Under ideal conditions, high-tech tools can reveal the location and structure of underground cavities by measuring subtle changes in the force of gravity, seismic waves and electrical resistance. `It`s a real easy job if you have a bunch of graduate students and you can walk around on the ground taking measurements,` said Antony Fraser-Smith, a Stanford University geophysicist.
Afghanistan today is hardly the place for such field trips. Meanwhile, almost all U.S. reconnaissance tools - including radar and communications interception devices - are built for detecting something. Caves are all about the absence of something.
During the
Vietnam conflict, U.S. soldiers faced enemies adept at tunneling. One of the most successful detection techniques involved carefully observing entrances for smoke or body odor.

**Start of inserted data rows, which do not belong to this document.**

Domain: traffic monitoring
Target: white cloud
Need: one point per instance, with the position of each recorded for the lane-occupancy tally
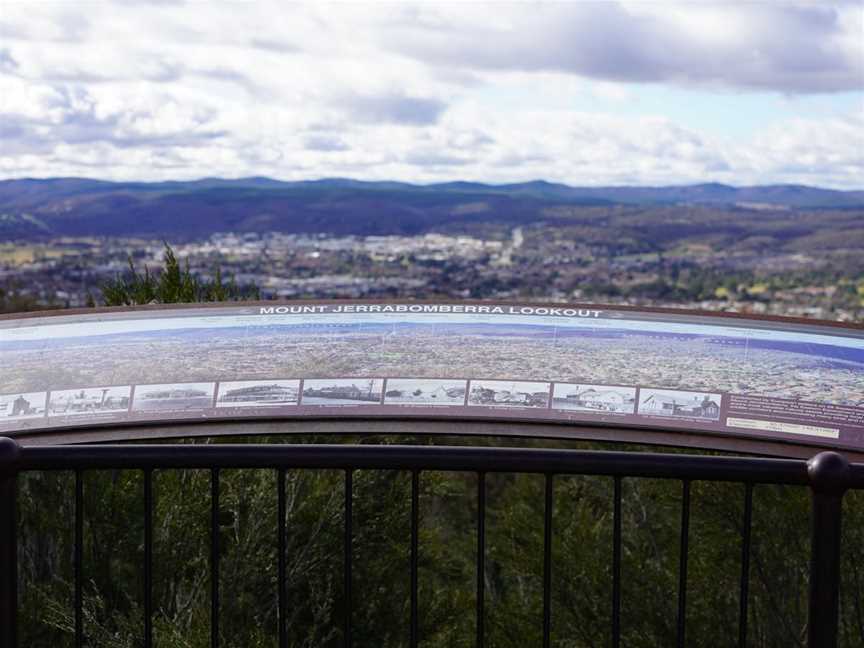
(423, 92)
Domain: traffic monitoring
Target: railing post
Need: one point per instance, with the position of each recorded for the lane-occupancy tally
(9, 452)
(828, 473)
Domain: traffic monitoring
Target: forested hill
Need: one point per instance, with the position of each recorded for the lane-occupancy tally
(32, 209)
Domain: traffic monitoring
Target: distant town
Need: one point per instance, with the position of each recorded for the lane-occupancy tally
(529, 263)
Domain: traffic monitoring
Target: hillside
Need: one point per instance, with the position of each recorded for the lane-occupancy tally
(32, 209)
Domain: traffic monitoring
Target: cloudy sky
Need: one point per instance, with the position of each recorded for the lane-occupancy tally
(585, 93)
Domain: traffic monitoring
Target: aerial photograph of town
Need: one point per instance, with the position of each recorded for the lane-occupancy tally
(809, 367)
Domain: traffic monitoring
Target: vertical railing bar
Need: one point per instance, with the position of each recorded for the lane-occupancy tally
(828, 473)
(214, 557)
(282, 530)
(616, 564)
(9, 453)
(547, 563)
(743, 597)
(415, 531)
(79, 559)
(148, 558)
(349, 533)
(481, 559)
(682, 564)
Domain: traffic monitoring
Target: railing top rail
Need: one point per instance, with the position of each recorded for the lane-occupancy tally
(401, 457)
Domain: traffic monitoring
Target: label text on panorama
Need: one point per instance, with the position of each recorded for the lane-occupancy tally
(430, 308)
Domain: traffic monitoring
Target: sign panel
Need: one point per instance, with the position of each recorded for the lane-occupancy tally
(785, 380)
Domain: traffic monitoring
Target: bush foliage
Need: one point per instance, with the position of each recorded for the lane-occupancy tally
(173, 284)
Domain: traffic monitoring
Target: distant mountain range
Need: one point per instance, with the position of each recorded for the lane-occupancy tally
(38, 208)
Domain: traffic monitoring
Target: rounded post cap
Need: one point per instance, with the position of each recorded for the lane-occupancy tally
(9, 452)
(828, 472)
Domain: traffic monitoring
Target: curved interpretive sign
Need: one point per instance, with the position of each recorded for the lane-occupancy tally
(716, 376)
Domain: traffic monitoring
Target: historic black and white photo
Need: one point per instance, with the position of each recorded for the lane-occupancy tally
(342, 391)
(21, 406)
(509, 393)
(594, 398)
(258, 393)
(173, 397)
(425, 391)
(90, 400)
(685, 404)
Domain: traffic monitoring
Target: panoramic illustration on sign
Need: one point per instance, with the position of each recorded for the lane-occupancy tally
(752, 378)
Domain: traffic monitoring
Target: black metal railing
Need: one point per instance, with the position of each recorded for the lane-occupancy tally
(828, 474)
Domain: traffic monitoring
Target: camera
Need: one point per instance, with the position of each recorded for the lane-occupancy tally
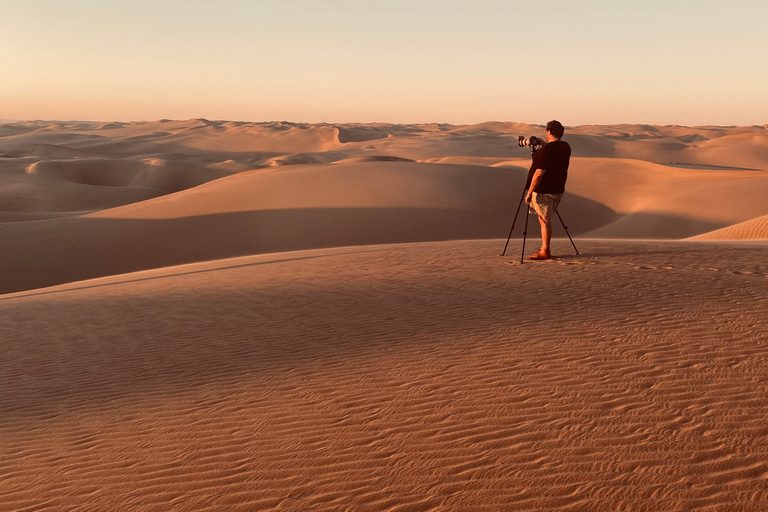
(533, 142)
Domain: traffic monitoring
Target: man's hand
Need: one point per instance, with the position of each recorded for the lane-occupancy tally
(534, 182)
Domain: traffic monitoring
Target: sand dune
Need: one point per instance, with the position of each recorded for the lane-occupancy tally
(111, 198)
(418, 377)
(236, 350)
(753, 229)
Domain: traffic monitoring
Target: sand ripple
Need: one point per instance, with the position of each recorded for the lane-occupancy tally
(421, 377)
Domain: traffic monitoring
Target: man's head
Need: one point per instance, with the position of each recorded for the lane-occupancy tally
(555, 131)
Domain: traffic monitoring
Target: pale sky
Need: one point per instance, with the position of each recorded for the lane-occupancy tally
(690, 62)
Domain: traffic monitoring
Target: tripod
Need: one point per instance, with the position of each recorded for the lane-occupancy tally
(525, 231)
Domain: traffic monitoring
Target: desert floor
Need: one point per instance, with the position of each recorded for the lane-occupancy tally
(203, 315)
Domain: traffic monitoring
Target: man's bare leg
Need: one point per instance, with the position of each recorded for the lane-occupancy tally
(546, 238)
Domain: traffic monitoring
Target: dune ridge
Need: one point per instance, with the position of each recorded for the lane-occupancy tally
(207, 315)
(416, 377)
(100, 195)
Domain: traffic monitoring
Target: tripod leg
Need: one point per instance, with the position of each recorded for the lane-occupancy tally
(513, 223)
(525, 232)
(567, 233)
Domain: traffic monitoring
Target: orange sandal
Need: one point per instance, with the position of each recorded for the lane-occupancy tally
(541, 256)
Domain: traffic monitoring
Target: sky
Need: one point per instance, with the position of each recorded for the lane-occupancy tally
(688, 62)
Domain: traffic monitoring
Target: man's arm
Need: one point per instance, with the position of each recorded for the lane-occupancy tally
(535, 181)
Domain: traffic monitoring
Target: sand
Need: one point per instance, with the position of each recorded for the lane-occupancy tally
(204, 315)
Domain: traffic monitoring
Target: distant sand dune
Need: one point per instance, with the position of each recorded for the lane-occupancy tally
(419, 377)
(753, 229)
(257, 338)
(122, 197)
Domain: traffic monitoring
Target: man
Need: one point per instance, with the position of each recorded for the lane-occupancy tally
(547, 185)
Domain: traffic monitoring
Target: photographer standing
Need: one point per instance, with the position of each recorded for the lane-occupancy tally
(546, 178)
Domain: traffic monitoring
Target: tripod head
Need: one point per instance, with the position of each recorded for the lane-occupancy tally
(534, 143)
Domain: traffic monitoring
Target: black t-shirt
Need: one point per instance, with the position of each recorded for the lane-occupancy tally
(554, 158)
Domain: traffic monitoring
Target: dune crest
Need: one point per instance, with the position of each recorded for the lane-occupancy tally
(200, 189)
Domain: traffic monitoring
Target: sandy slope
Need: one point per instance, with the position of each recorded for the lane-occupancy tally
(753, 229)
(417, 377)
(426, 376)
(122, 197)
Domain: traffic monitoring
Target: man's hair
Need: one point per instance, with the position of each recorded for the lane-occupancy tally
(555, 128)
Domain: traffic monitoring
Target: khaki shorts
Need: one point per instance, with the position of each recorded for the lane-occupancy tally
(545, 205)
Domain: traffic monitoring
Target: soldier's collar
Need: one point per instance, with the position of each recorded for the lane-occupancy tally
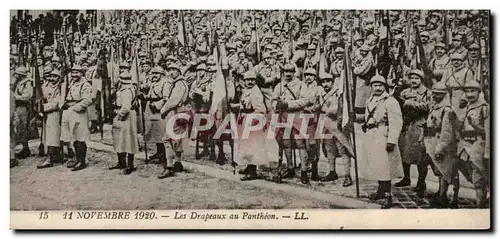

In the early 1990s, a tunnel apparently dug by North Korea was found hundreds of feet beneath the Demilitarized Zone. Seismic testing and radar confirmed the location. Smugglers also move drugs through underground passages from Mexico into the
United States. These have usually been discovered through tips, rather than technology.
In all those cases, however, the cave-detectors were people on the ground. To be most effective, cavern-hunting in Afghanistan would require much the same - while likely employing methods originally designed by geologists to find pipes, oil deposits and earthquake faults.